Because if I have learned anything on my life's journey, it is this: you can be forgiven for almost anything, but forgiveness doesn't eliminate consequences. The effects of the decisions I made as a teenager are still with me. I left the conference feeling a renewed desire to be, somehow, a better mother and leader and example---to manage to teach my daughter (and my sons, too, as they enter adolescence) and the young women at church, somehow, just a few of the things I have learned, so that they can stay on a lighted path.

Comments

Valerie

WOW!! I often remember the times being in Young Women and feeling so secure and guided by the wonderful leaders and friends that I had. Yet, I still chose a darker path for awhile, but those experiences and teachings and the love that was shared stayed with me, helped me see the consequences of my behavior and led me to a more sunny path. I hope you can take this and know that you do have such an influence on those girls, that they can feel how you care and hopefully, they too will remember your words and teachings when they need to make decisions in their lives. Haley is blessed to have you as a mother as are your sons. Adolesence is so difficult, as I have a son who is 12, soon 13, and I pray that he "listens" to me. I think he is now, let's pray he continues as his life gets more complicated. Thoughts and prayers,Valerie

Maureen

You know you might not be able to keep them all on the path, but just might be able to plant some seeds so that some of them will return.

becomingme

Your daughter is so lucky to have you there with her. My mother was YW president while I was a laurel a few years ago and we are so much closer because of that. Like Maureen said, you can’t keep them all on that path, they’re young and they love to use that agency they’ve been given. :) If my mom had read this I think she’d tell you this; For those who seem to not be listening to your guidance, just love them.

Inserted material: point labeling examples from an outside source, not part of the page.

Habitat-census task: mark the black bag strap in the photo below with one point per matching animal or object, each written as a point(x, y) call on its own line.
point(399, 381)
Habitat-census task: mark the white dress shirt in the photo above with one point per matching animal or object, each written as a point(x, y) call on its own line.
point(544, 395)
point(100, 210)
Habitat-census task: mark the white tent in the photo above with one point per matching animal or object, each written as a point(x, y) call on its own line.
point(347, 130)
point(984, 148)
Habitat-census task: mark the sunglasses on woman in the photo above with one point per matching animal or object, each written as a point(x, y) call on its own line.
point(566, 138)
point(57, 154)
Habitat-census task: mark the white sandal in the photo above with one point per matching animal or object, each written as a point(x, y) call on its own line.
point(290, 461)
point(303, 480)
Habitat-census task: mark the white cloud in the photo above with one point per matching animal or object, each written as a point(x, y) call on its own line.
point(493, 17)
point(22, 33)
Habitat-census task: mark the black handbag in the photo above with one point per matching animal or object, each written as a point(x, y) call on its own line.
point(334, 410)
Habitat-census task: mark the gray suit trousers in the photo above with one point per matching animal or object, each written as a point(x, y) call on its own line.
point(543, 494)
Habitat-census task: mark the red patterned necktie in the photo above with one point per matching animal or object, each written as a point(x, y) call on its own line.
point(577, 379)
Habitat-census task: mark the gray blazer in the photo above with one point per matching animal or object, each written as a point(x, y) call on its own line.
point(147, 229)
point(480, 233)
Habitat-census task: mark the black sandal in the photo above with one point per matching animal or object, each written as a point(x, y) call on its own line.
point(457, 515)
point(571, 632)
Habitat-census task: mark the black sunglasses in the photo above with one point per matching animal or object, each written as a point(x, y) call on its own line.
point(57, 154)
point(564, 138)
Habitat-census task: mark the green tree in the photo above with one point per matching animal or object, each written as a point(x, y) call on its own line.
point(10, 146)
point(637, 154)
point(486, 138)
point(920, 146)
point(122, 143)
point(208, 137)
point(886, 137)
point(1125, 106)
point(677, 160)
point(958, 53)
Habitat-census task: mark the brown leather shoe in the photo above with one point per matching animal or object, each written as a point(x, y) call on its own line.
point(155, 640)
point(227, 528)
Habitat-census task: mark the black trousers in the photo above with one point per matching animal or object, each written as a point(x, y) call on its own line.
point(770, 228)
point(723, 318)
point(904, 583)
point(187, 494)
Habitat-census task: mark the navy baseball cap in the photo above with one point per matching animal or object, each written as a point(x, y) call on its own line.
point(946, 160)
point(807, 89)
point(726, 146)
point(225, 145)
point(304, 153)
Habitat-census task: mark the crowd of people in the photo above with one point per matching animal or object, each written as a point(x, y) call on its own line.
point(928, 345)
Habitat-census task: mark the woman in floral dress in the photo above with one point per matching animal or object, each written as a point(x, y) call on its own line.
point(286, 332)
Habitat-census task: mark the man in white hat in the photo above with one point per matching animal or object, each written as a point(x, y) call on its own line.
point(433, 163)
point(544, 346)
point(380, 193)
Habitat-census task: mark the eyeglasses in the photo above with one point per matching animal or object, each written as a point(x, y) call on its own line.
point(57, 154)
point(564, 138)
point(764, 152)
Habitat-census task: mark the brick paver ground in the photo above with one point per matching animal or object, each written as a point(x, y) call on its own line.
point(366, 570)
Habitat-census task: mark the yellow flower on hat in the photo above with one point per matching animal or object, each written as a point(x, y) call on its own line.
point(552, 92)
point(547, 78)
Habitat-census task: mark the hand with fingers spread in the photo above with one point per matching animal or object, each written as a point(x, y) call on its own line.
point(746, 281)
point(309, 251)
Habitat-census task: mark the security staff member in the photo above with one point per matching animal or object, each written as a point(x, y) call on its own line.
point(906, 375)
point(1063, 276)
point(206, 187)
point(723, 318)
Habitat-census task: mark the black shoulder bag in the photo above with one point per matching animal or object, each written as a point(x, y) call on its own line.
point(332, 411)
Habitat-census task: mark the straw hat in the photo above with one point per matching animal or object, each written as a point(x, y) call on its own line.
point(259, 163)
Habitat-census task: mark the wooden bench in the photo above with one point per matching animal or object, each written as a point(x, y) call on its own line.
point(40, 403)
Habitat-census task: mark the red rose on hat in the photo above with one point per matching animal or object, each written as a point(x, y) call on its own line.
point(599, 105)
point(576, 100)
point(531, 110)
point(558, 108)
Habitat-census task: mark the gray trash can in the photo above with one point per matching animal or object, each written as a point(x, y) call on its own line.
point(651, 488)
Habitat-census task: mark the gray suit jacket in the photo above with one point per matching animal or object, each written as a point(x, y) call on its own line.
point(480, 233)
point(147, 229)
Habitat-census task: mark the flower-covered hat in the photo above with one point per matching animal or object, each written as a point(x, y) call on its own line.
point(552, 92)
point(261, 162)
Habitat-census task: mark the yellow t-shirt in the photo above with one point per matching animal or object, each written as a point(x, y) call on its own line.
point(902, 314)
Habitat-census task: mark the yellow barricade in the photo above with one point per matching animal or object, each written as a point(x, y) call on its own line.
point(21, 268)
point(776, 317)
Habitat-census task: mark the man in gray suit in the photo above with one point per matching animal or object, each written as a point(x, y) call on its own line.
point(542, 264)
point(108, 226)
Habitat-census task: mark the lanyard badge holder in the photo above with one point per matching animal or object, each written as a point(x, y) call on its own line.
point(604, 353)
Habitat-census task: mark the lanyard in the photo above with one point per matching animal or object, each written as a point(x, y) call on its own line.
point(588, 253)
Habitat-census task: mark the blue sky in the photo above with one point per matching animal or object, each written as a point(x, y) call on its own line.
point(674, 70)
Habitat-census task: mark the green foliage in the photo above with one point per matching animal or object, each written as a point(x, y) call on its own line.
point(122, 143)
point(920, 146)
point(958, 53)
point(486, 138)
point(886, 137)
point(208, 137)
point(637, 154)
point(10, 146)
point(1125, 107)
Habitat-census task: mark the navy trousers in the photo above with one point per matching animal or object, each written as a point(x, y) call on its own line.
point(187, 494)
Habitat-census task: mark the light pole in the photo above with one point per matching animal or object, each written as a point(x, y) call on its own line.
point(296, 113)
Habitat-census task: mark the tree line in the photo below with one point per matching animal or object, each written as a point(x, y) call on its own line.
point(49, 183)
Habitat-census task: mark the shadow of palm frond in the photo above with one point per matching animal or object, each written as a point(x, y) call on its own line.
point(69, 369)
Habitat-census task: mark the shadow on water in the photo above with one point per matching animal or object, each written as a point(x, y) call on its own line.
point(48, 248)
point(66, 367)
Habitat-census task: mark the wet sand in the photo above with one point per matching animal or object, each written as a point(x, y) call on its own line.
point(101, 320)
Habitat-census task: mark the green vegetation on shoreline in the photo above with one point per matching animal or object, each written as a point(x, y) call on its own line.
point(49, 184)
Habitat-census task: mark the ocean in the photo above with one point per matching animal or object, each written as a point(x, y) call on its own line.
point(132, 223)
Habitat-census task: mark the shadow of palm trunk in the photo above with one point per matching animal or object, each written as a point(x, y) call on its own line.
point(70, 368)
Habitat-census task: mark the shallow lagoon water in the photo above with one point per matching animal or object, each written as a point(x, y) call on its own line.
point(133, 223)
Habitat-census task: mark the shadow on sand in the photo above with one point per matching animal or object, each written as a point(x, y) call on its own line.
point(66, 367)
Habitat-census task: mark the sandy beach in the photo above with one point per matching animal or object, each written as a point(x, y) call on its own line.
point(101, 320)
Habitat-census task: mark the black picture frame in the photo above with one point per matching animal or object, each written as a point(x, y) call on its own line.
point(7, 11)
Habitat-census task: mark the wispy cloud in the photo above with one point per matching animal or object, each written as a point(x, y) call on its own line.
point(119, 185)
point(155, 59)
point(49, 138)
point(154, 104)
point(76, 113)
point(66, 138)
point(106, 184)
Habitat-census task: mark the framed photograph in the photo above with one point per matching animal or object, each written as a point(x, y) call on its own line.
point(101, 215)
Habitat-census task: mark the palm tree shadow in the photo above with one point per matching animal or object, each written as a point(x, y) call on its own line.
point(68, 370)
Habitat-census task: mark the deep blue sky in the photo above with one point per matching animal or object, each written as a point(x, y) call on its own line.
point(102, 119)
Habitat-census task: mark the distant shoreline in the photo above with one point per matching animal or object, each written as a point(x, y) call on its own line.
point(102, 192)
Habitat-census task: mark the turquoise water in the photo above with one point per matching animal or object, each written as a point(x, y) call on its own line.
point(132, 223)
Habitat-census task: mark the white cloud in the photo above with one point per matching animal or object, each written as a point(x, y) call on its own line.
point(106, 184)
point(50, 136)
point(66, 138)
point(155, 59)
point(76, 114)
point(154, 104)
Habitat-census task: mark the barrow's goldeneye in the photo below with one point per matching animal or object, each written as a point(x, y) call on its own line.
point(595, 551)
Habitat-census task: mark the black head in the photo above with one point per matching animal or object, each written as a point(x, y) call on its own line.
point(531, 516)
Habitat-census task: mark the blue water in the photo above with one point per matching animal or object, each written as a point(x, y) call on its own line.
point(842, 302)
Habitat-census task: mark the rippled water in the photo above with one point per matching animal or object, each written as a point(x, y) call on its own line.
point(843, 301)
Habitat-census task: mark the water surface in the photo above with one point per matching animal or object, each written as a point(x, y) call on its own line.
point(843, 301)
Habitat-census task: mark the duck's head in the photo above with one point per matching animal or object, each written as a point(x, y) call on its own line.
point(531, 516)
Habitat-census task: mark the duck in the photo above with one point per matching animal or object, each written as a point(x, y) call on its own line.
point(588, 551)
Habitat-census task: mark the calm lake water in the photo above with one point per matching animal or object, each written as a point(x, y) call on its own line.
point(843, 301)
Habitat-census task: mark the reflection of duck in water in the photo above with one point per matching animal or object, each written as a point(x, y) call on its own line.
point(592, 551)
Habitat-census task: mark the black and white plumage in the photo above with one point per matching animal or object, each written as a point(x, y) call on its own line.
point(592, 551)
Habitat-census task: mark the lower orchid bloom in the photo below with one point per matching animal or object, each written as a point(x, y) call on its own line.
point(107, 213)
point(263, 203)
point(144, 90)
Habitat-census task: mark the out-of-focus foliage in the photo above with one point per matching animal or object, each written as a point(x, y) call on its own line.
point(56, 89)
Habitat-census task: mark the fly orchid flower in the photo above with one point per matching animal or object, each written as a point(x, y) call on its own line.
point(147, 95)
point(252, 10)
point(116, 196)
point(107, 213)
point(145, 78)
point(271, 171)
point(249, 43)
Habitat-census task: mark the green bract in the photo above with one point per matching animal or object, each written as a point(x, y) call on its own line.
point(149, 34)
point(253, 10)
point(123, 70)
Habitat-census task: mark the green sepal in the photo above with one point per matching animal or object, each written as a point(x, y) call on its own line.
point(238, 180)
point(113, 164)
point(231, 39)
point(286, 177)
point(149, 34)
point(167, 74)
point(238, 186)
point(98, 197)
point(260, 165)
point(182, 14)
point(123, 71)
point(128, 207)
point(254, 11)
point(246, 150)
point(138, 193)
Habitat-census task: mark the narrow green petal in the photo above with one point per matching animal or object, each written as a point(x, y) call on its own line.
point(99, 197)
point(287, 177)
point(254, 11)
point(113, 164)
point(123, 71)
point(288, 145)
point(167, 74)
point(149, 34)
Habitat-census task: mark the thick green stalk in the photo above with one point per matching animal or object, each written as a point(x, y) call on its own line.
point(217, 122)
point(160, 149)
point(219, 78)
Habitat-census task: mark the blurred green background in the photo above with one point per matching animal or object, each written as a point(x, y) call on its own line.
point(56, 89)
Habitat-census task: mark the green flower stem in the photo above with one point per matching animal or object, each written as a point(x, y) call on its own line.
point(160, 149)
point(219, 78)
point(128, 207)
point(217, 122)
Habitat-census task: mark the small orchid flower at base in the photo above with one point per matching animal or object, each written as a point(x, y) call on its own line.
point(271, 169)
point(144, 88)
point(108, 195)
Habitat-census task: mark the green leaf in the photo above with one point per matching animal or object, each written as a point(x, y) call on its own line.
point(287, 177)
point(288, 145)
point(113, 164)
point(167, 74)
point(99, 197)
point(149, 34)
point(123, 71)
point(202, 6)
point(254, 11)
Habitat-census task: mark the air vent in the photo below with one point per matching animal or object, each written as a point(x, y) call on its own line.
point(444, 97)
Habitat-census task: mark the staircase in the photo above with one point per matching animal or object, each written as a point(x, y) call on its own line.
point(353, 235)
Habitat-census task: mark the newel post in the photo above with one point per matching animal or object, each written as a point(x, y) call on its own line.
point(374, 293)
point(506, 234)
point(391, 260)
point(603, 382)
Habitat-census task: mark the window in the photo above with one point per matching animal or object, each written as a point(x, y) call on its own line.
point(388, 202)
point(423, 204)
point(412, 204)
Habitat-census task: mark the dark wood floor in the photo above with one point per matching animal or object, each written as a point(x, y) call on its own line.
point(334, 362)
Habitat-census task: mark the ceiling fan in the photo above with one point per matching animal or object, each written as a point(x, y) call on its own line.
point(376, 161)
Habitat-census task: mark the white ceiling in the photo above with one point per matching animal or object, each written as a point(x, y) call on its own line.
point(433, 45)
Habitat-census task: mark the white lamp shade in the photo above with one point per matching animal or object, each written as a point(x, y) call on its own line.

If they know that you love them, that you care and are interested in their lives, it’ll make all the difference…even with those Mia Maids ;). They may not stay completely out of trouble, but you’ll notice they’ll keep coming to YW. And if they keep coming eventually something is going to sink in and you’ll see a change.

It's true too. I know because that's how my leaders were with me and it made a HUGE difference for me during those rough years. You're YW are lucky to have you.

Wendy

Great camera story! I appreciate what you aid here, Amy. Good stuff. My brain is too tired to write more, but I liked this very much.

The comments to this entry are closed.